Nefes

Geçmişe Özlem Neden Duyuyoruz?


Geçmişe özlem sık yaşadığımız duyguların başında geliyor. Hatta her bayram “Nerede o eski bayramlar?” cümlesini yaşı ilerleyenlerden daha çok duyarız. Peki neden geçmişe özlem duyduğumuzu merak ediyor musunuz?

Francis Galton adlı İngiliz bir bilim insanı belki de eski günleri neden bu kadar çok andığını, geçmişe özlem duyduğunu merak edip 1897 yılında kendi üzerinde bir hafıza deneyi yapmaya karar vermiş.
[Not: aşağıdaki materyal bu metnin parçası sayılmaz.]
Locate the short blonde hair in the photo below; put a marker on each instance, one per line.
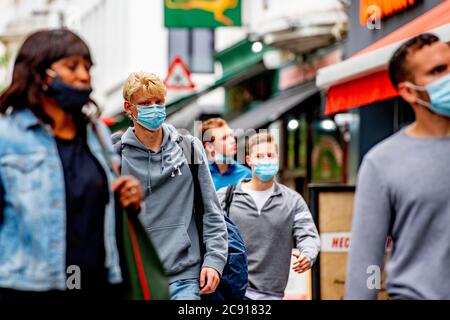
(150, 83)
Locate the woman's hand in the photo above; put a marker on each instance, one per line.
(130, 192)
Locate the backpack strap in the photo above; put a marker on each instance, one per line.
(229, 198)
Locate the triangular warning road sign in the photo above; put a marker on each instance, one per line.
(179, 76)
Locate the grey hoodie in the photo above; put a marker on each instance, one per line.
(167, 212)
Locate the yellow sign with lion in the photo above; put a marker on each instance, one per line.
(202, 13)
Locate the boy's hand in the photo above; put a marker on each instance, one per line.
(302, 264)
(209, 280)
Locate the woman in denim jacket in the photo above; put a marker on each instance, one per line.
(57, 188)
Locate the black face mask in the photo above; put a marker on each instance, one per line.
(69, 98)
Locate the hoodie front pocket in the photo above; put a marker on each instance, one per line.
(172, 243)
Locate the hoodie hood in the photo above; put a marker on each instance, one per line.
(159, 166)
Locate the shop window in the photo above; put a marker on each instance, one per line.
(194, 46)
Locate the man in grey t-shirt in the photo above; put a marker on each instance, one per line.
(403, 188)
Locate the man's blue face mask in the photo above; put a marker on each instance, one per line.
(151, 117)
(439, 93)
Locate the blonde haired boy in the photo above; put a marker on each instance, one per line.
(151, 152)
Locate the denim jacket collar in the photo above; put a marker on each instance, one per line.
(25, 118)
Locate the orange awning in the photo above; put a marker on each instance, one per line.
(376, 86)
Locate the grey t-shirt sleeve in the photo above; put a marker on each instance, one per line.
(305, 232)
(370, 227)
(215, 232)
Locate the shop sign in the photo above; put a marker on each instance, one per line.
(340, 242)
(297, 74)
(371, 11)
(202, 13)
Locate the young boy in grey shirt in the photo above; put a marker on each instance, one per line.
(269, 216)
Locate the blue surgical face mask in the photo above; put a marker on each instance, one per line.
(223, 159)
(265, 170)
(439, 93)
(151, 117)
(69, 98)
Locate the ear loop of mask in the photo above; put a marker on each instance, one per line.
(419, 88)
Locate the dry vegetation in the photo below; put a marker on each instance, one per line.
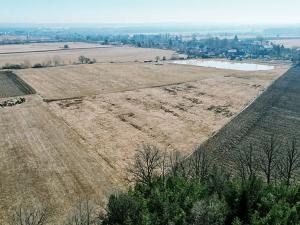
(42, 160)
(53, 152)
(45, 47)
(106, 54)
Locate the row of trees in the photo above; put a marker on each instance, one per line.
(56, 61)
(199, 190)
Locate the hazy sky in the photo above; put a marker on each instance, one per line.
(150, 11)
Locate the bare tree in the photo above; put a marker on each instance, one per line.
(201, 163)
(147, 163)
(288, 165)
(83, 214)
(245, 162)
(179, 165)
(31, 216)
(267, 159)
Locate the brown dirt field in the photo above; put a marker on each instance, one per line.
(45, 46)
(54, 152)
(288, 43)
(86, 80)
(176, 117)
(115, 54)
(43, 160)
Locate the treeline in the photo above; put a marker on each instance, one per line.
(56, 61)
(194, 46)
(199, 190)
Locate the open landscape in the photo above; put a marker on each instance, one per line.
(43, 53)
(79, 133)
(150, 112)
(288, 43)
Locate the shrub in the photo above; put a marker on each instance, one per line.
(210, 211)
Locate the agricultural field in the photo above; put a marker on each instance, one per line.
(11, 85)
(275, 114)
(288, 43)
(100, 54)
(43, 160)
(77, 135)
(45, 47)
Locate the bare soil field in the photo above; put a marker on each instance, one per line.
(107, 54)
(11, 85)
(175, 117)
(44, 161)
(45, 46)
(288, 43)
(85, 80)
(52, 152)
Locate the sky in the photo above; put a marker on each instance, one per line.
(150, 11)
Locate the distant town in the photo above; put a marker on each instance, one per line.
(240, 46)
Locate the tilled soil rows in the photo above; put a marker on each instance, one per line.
(11, 85)
(275, 113)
Bir gün sokağa çıkıp yürümüye başlamış ve etrafında gördüğü her şeyi bir süre not etmiş. Daha sonra yazdığı her nesnenin yanına, bu nesnelerin kendisine neyi hatırlattıklarını yazmış. Kayıtlara geçen bu hafıza deneyinden Galton şu sonucu çıkarmış:

“Beynin hatırladığı şeylerin yaklaşık %85 lik kısmı çocukluk dönemi ile ilgili.” …

İnsan yeni bir deneyim yaşadığında, tüm detaylar tek tek beyne işleniyor ve bu ilk model beyinde çok güçlü yer tutuyor. Daha sonraki benzer deneyimleri beyin detaylı olarak kayıt etmiyor ve “Bunu biliyorum.” diyerek geçiyor.
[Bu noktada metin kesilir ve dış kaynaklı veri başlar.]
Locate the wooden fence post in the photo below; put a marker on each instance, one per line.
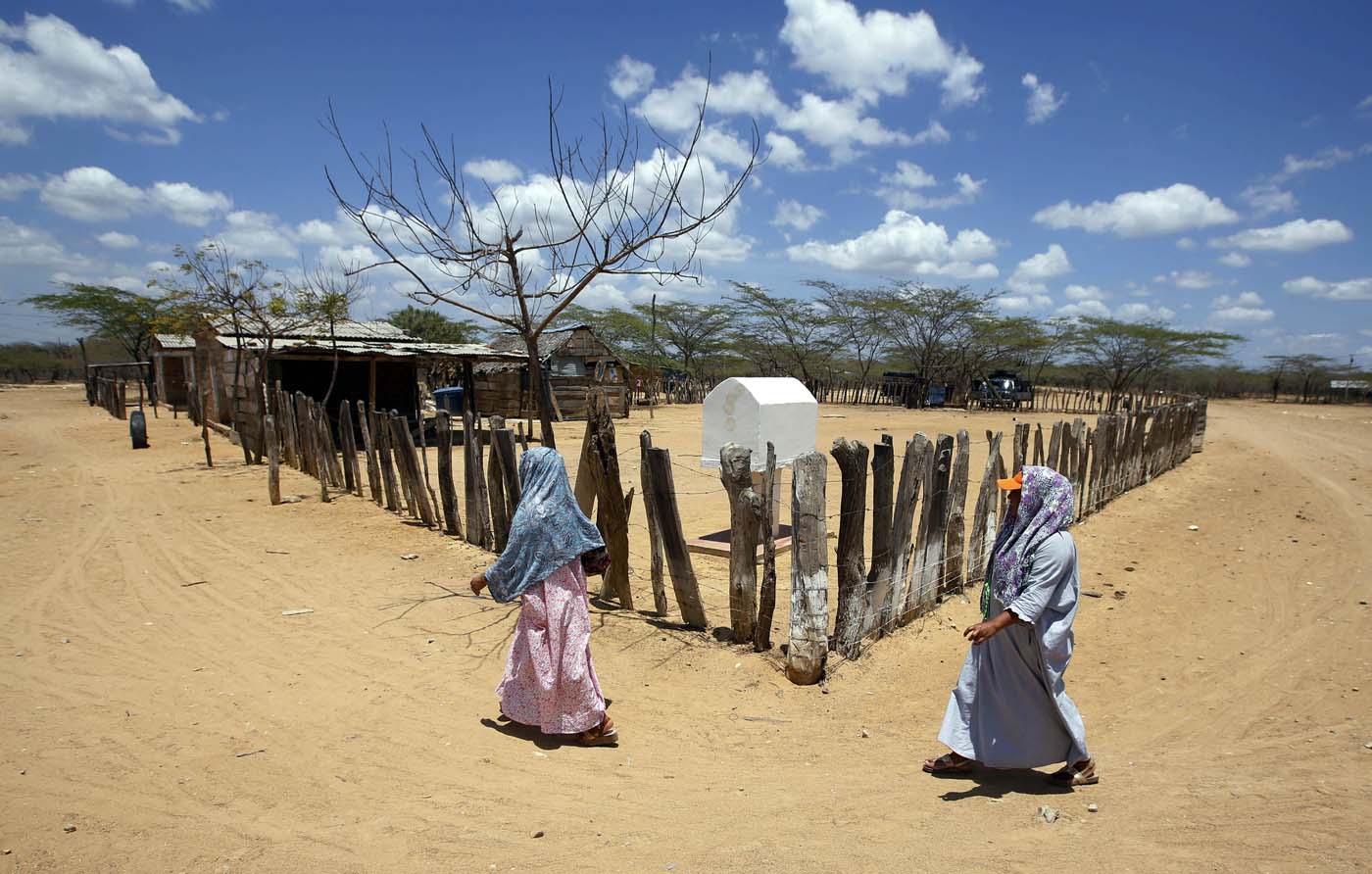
(273, 461)
(851, 616)
(985, 513)
(808, 572)
(912, 472)
(448, 493)
(674, 542)
(956, 524)
(767, 595)
(655, 538)
(736, 471)
(932, 530)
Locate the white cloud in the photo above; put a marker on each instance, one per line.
(1297, 235)
(51, 71)
(1024, 304)
(1084, 292)
(1032, 273)
(16, 184)
(113, 239)
(31, 247)
(93, 194)
(902, 189)
(1086, 308)
(907, 244)
(1189, 278)
(1145, 312)
(631, 77)
(795, 215)
(188, 205)
(784, 151)
(1348, 290)
(1043, 99)
(1142, 213)
(878, 52)
(1244, 308)
(1266, 198)
(493, 170)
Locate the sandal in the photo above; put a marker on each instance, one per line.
(603, 734)
(949, 763)
(1079, 774)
Doğal olarak her zaman çok güçlü olan ilk deneyimlerini hatırlıyor. Bu yüzden ilk kalabalık bayram ziyaretlerini, ilk bayramlık rugan ayakkabıları, ilk toplanan bayram parasını, ilk kapı kapı gezerek şeker istemeyi hiçbir zaman unutmuyor. 😇😇

Benzer şekilde ilk aşk bu yüzden unutulmuyor.

Ya da hatırladığınız ilk yaşgününüz.

İlk deneyimden sonra yaşanan benzer deneyimler beyinde yeni bir model oluşturmadığı için yeni bir tat da vermiyor.

Biz de aslında geçmişi değil, yaratılan o ilk güçlü deneyimi özlüyoruz.

Geçmişe özlem dediğimiz şey aslında bu.

O yüzden yeni anları ilerde daha çok hatırlamak, yaşamdan daha fazla keyif almak için mümkün olduğu kadar 5 duyumuz ile “anda kalarak” yeni deneyimler yaşamaya çalışmak gerekiyor.

Geçmişe Özlem Bitsin Diyorsan, Yeni Deneyimler Yaşaman Gerekiyor

Örneğin hiç görmediğiniz bir yere gitmek, yeni insanlarla tanışmak, hiç tatmadığınız lezzetler tatmak veya hiç dinlemediğiniz bir müzik grubundan canlı müzik dinlemek iyi bir alternatif olabilir.

Bunları yapamıyorsanız da en azından bayram rutinizi değiştirin. Ziyaret ettiğiniz büyükler, telefon ettiğiniz, mesaj attığınız kişiler bile aynı sırada aynı formatta olmasın.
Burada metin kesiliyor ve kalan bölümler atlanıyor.